Virgin Galactic heads into its May 14 earnings report carrying one of the most heavily shorted positions in the entire market, even as the lending pool has loosened and options traders lean conspicuously bullish.
Short interest has become the dominant story here. At 36.1% of the free float — up 30% in a month and 14% in the past week alone — SPCE ranks in the bottom percentile of the market on short positioning, with an ORTEX short score of 77.2. The official FINRA settlement data corroborates the scale: 21.9 million shares short as of April 30, with days to cover at 2.66. What makes the setup less straightforward is the direction of borrow costs. Cost to borrow has dropped sharply — from above 24% in early April to roughly 10% now, a 56% fall over the month. Availability has also loosened off its most extreme levels. That combination means short sellers are paying less to maintain positions than they were, even as the total position has grown — a bearish bet that is getting cheaper, not more expensive, to hold.

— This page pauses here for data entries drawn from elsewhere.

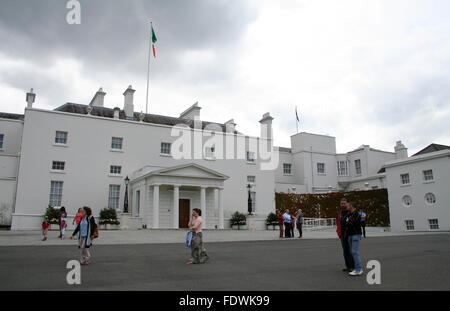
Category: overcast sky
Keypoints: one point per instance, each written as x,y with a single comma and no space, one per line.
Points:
366,72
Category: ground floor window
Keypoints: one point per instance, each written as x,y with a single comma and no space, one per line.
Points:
409,223
433,223
55,193
113,197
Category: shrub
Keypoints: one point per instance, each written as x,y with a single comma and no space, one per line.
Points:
108,216
326,205
238,219
53,214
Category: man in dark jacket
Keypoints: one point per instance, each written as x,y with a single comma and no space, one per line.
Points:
353,234
349,266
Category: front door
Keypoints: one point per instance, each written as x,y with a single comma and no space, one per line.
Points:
184,213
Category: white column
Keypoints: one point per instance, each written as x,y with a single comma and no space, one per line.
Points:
220,202
155,216
176,207
203,204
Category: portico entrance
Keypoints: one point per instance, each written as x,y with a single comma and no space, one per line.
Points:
168,195
185,212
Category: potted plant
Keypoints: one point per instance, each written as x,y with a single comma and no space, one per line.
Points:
53,216
108,219
238,220
272,221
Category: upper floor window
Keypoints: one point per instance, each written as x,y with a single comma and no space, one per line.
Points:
404,178
287,168
358,167
433,223
115,169
116,143
342,168
165,148
55,193
58,165
209,152
250,156
114,196
251,179
320,168
428,175
61,137
409,224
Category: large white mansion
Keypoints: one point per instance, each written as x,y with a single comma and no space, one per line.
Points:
78,155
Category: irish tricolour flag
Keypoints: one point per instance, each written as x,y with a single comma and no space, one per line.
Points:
153,42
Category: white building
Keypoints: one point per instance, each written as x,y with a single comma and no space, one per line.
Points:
419,190
77,155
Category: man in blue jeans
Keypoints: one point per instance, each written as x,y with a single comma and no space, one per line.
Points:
353,234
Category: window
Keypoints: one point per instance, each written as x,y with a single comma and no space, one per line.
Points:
61,137
209,152
430,198
113,197
342,168
358,167
115,169
287,168
253,197
165,148
433,223
116,143
58,165
404,179
250,157
320,168
409,224
428,175
55,193
407,201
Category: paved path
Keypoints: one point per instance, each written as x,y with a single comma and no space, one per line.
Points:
419,262
113,237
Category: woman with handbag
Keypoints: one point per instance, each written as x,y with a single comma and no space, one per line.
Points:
198,253
88,231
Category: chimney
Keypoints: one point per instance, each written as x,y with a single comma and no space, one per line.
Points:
128,106
230,126
192,112
116,112
266,126
98,98
30,98
401,152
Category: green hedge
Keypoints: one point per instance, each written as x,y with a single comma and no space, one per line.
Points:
374,202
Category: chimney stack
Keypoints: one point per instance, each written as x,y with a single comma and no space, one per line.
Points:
266,126
98,98
128,105
401,152
30,98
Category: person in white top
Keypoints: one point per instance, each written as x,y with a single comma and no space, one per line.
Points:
198,253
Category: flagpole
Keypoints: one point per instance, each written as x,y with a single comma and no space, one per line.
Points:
148,68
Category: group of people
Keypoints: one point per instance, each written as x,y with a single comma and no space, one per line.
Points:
85,231
287,223
349,229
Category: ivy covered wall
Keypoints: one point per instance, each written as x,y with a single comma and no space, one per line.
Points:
326,205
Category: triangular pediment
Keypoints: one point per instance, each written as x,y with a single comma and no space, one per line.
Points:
190,170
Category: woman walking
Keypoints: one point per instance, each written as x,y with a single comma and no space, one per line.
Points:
198,254
62,222
86,229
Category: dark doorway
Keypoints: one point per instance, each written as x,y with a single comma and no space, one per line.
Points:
184,213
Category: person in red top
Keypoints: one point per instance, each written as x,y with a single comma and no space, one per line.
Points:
45,225
280,224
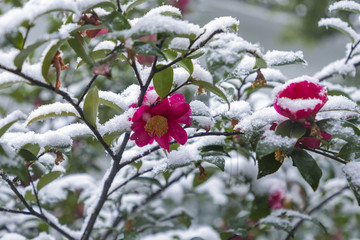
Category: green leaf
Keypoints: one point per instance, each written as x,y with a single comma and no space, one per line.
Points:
260,63
54,112
6,127
147,48
48,178
48,59
351,171
29,152
91,106
201,179
349,151
268,165
196,54
116,21
163,81
23,54
290,129
212,88
133,5
260,208
184,63
307,167
102,5
78,44
185,219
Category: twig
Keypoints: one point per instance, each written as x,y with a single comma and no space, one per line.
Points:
143,203
351,51
31,210
86,89
35,192
314,209
119,6
14,211
324,154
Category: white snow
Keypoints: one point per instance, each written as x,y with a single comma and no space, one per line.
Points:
11,117
54,108
204,232
179,43
346,5
276,57
259,119
340,24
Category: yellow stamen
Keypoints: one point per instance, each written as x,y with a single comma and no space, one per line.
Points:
157,125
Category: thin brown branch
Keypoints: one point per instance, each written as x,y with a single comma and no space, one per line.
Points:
314,209
86,89
324,154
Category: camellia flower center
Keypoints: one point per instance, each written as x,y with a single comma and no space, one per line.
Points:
157,125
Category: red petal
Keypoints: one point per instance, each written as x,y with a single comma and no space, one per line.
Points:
177,132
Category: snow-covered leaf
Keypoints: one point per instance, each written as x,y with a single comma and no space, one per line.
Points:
352,173
163,81
308,167
51,110
48,59
23,54
48,178
78,44
212,88
91,106
340,25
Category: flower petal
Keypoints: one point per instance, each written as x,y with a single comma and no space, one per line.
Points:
177,132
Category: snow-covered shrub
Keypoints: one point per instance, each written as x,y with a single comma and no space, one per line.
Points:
113,128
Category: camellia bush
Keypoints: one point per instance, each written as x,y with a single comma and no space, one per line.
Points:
122,120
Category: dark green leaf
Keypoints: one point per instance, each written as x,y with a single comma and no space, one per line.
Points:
48,178
134,4
260,63
212,88
163,81
116,21
48,60
268,165
146,48
259,208
79,46
23,54
185,219
307,166
104,5
290,129
91,106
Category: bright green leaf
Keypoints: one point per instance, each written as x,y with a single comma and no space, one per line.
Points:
163,81
48,60
268,165
307,166
78,44
212,88
23,54
48,178
91,106
290,129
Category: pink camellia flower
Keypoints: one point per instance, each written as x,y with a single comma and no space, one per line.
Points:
161,122
300,99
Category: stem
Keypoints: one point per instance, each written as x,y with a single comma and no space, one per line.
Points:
31,210
35,192
314,209
324,154
86,89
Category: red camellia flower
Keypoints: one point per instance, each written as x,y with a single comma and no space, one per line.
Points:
161,122
300,99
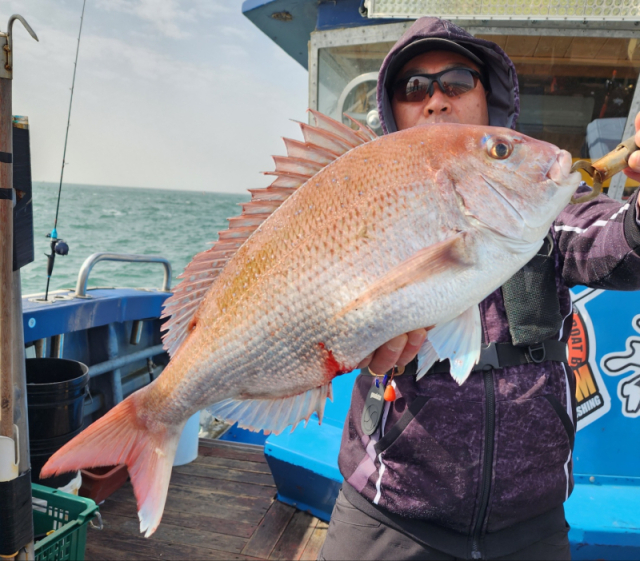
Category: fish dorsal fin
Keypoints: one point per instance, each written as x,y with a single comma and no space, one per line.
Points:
324,143
273,415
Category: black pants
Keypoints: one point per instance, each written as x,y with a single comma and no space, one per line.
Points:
354,535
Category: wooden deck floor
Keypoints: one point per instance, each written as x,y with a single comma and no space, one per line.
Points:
221,506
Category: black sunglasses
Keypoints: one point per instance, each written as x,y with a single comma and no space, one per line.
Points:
452,82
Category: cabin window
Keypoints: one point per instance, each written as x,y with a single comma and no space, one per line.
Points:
347,79
575,92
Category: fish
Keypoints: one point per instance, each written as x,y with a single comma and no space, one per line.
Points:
358,239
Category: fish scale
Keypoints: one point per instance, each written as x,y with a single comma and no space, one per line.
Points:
397,233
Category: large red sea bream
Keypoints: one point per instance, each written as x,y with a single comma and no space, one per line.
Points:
358,240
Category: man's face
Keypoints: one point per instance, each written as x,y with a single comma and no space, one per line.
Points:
469,108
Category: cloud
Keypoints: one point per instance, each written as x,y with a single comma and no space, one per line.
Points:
172,18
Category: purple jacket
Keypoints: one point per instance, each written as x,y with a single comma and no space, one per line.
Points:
492,458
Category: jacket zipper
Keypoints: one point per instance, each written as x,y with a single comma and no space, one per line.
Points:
487,464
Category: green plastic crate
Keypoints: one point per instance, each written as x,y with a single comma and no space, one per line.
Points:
68,516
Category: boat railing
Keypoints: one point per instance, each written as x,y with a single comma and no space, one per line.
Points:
85,270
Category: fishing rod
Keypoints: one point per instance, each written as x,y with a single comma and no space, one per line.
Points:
59,246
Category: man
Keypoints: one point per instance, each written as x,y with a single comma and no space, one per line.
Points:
481,470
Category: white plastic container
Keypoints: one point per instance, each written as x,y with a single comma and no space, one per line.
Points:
188,445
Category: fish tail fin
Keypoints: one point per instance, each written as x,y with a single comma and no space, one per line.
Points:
123,436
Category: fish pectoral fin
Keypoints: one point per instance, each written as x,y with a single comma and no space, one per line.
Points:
450,254
458,340
273,415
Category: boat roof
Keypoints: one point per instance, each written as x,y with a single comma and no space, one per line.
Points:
289,23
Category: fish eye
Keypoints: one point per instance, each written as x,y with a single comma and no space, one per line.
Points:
500,149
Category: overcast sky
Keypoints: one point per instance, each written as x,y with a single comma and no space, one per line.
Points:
176,94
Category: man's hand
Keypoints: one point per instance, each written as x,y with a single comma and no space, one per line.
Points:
400,351
633,171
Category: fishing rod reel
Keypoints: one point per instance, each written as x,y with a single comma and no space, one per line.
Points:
58,247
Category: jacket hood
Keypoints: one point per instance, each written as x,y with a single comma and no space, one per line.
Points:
503,100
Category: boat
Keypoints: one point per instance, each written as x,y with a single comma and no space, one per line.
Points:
557,47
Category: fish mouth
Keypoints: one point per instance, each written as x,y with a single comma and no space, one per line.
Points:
560,169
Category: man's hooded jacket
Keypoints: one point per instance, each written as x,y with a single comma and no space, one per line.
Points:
484,468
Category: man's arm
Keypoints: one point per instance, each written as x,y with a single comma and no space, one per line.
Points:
600,239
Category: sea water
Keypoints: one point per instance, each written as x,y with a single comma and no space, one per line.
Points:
175,224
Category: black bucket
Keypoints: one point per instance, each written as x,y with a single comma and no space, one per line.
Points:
55,395
41,450
55,398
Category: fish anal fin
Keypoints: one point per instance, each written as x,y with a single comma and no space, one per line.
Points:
450,254
272,415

Options tell a different story. The put/call ratio has dropped to 0.31, more than two standard deviations below its 20-day average of 0.33 — near the lowest reading of the past year and pointing to call-side demand that is unusually strong. That is the most striking divergence in the setup: a third of the float is short, yet the options market reflects aggressive bullish positioning heading into the print. The stock itself is up 14% on the week but still down 8% over the past month, closing at $2.79.
The analyst community is largely sidelined and mixed. Jefferies maintained its Buy rating in early April but trimmed its target to $5.00 from $8.00 — still the most constructive view on the Street. Susquehanna is Neutral at $3.00, and Morgan Stanley holds an Underweight rating at $2.30. The mean target sits at $3.61, implying modest upside to the current price, but the direction of travel across recent actions has been target cuts, not raises. Note that some older Goldman Sachs data in the record reflects pre-reverse-split price levels and should be treated as stale.
The earnings print will test whether the company can offer any clarity on its commercial trajectory — and whether call buyers or the short base has read the setup correctly.